Following the U.S. Food and Drug Administration (FDA)'s historic approval of Jynneos, shares of Bavarian Nordic spiked more than 21% to close at $10.93. The vaccine is the only approved non-replicating smallpox vaccine in the U.S. and the only approved monkeypox vaccine anywhere in the world, the company said.
Jynneos was approved for use in people with weakened immune systems and those with eczema or with household members with eczema who are more susceptible for contracting the viruses in places where the diseases are more evident.
Paul Chaplin, president and chief executive officer of Bavarian Nordic, called the approval of Jynneos a “tremendous milestone” for the company and for global health. Working closely with the U.S. government on the development of the vaccine, Chaplin said Jynneos is the culmination of a 15-year partnership that “started with a call from the NIH for a safer smallpox vaccine.” In partnership with the Biomedical Advanced Research and Development Authority (BARDA), Chaplin said Jynneos has now been delivered to the Strategic National Stockpile for use in an emergency.
“We are committed to the continued supply of vaccines to the U.S. and thank them for their global leadership on biodefense. We are also particularly pleased with the additional indication to protect against monkeypox that creates new commercial opportunities for Jynneos,” Chaplin said in a statement.
Smallpox is a highly contagious and deadly disease. Unique to humans, the disease is caused by the variola virus, and is transmitted from person to person through direct contact with contaminated fluids and objects, as well as through the air. Historically, about 30% of those who became infected with smallpox died from the illness. Although it has been eradicated, smallpox is considered by many governments to be a significant bioterrorism threat. Monkeypox is a rare viral zoonotic disease similar to human smallpox, Monkeypox infection is less transmissible human-to-human than smallpox and also less deadly. Until recently, infections of monkeypox in humans had mostly been limited to central and western regions of Africa, where the virus is naturally occurring. However, during the ongoing monkeypox outbreak in Nigeria, increased human-to-human transmission has been observed.
For the U.S. government, the approval of the vaccine is considered a breakthrough in meeting its commitment to developing this type of vaccine for people who are at high risk of adverse reaction to traditional, replicating smallpox vaccines. Rick Bright, deputy assistant secretary for preparedness at the Department of Health and Human Services and response and director of BARDA, said the approval of the vaccine enhances the nation’s biodefense capabilities, but also demonstrates what can be accomplished for the American people through public-private partnerships.

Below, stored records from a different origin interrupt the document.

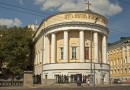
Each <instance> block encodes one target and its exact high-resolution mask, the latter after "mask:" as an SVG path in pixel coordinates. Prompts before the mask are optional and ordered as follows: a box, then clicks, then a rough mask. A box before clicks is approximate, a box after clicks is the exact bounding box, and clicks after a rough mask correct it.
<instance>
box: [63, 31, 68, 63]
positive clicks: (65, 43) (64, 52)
mask: <svg viewBox="0 0 130 90" xmlns="http://www.w3.org/2000/svg"><path fill="white" fill-rule="evenodd" d="M63 49H64V52H63V56H64V62H68V31H64V47H63Z"/></svg>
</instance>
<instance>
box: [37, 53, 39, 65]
mask: <svg viewBox="0 0 130 90" xmlns="http://www.w3.org/2000/svg"><path fill="white" fill-rule="evenodd" d="M37 64H39V51H38V53H37Z"/></svg>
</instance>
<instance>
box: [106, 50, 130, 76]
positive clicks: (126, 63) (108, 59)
mask: <svg viewBox="0 0 130 90" xmlns="http://www.w3.org/2000/svg"><path fill="white" fill-rule="evenodd" d="M129 52H130V51H129ZM125 53H126V52H125ZM125 55H126V54H125ZM129 57H130V55H129ZM108 60H109V64H110V66H111V77H113V76H116V77H122V76H130V67H129V66H130V63H123V64H122V48H121V47H115V48H113V49H111V50H109V51H108ZM121 67H123V71H122V68H121ZM125 69H126V70H125ZM126 71H127V72H126ZM122 72H123V73H122Z"/></svg>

“The years of dedication working with Bavarian Nordic on this vaccine ultimately mean that the U.S. is better prepared to save lives if an emergency occurs involving one of the deadliest diseases the world has ever known,” Bright said in a statement.
Not only has Bavarian Nordic’s development of a key drug in the fight against the re-emergence of smallpox, a disease eradicated across the globe, and monkeypox, been rewarded with an FDA approval, the regulatory agency granted the company a Priority Review Voucher under the Material Threat Medical Countermeasure PRV program. The voucher can be used to accelerate the FDA’s review of a future human drug application and is a key asset that can be sold to other another company for a significant sum of money. Bavarian Nordic said it intends to sell the voucher to an undisclosed third party.